I shrug out from under his arm and round on him. “Don’t you charm me, Daniel Abry. I want you to be happy too. Someone asked me recently, are you even alive if you’re not living?—”
“Hey. I’m alive. I’m living.”
“But you won’t always be,” I say, thinking about McCormick, Amy, and the rest of the people in my dreams. Someday Daniel and I will be just a dream too. We’ll leave behind the people we loved and they’ll only have the memories of us.
“But that’s a long time away,” he says, his voice light.
I wrap my arms around my middle and stare out over the parking lot toward the sloping hills and the mountains shrouded in dusk. The bright yellow field of flax has dimmed to a shadowed bronze.
“Fi?”
I nod. “You’re right. I guess I’m just worried about you.”
“Worry about yourself. I predict that in six months’ time you’re going to be marooned on a tropical island with no phone and no internet. I’ll have won our bet, and you’ll be stuck reading a paperback on the beach. Your worst nightmare.”
I smile at him, wondering how after only a few days my worst nightmare has become my fondest dream. “Right. Well. I’d better get home then. Mila asked for pasta, and Annemarie has prawns and white sauce on the stove.”
“Mmm ...” Daniel’s eyes lose focus as he contemplates Annemarie’s famous pasta. “Maybe I will cancel my date.”
I shove him with a laugh. “Go on. You never know, maybe she’s the one.”
He salutes me then and steps into the parking lot, heading toward the BMW at the north entrance. Before he’s out of earshot, he tosses over his shoulder, “Stop laughing, Fi! You’ll be on that tropical island in no time! And then who’ll be laughing?”
I grin after him.
Who indeed?
24
I fall asleep expectingto wake in McCormick’s arms, snuggled under the piney boughs of the casuarina tree. I imagine the warmth of his chest, his solid heartbeat, and the golden afternoon light filtering through the pine needles as he tells me his story.

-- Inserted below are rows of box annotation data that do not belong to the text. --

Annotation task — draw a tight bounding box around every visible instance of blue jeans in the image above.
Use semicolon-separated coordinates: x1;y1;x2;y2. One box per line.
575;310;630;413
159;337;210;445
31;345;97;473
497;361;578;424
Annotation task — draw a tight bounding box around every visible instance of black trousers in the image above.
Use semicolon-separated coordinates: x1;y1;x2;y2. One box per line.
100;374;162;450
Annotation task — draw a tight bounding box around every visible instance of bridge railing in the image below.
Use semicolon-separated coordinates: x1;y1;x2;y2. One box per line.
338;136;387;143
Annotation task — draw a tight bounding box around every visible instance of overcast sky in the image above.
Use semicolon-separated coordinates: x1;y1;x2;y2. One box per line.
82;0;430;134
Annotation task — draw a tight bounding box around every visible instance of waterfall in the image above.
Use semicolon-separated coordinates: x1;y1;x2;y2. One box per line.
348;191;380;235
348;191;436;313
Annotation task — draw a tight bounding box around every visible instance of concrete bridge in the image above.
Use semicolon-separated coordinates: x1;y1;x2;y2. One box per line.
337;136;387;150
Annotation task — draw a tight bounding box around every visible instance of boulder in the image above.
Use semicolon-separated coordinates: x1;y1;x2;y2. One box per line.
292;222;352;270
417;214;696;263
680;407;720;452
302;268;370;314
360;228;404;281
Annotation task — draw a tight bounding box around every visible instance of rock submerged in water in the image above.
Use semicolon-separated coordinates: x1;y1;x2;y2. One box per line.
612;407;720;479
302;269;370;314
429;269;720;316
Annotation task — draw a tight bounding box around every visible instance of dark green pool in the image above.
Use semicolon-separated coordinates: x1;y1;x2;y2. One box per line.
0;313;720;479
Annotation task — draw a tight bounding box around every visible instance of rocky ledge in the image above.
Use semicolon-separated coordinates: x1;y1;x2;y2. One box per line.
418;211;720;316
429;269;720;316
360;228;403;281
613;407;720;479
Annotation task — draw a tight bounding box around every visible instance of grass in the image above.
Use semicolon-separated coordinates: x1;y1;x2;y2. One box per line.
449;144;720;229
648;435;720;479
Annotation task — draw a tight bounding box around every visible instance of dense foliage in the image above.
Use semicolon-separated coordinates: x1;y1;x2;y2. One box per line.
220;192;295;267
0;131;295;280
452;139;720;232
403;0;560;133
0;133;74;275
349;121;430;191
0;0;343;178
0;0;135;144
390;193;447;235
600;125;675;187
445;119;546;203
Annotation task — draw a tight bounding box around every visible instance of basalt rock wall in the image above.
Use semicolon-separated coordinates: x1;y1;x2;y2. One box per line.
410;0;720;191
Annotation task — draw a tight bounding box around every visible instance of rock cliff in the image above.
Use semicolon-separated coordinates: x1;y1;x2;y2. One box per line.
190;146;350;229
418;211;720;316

Instead I stumble as I land back on the island, tripping over myself on a dark, cold-sanded beach. I catch myself and shake off the disorientation.
My skin is cold and clammy, the air is humid and tropical-wet, and a heavy, thundering weight presses down on me. The beach is pitch-dark. Indigo-black clouds sweep across the sky and hide the crescent moon. Down the sand, the battery-powered light of a half-dozen torches slices the sky. The thin streams of light slice up then down, then out across the black water. Dark figures scan the beach, searching for something—or someone.
They’re shouting—a name—but the roar of the waves drowns their voices. The ocean is choppy and agitated and a wave smacks the sand and then rolls over my calves, slapping me with salty water. I stumble again and someone reaches out and steadies me.
“Are you all right?”
“Ye—”
I stop.
It’s Robert. He grips my forearm, keeping me upright as the wave is yanked back toward the ocean. The salty sea air punches at me as I peer up at him. His fingers are tight and he wraps his arm around my waist, pulling me out of the surf.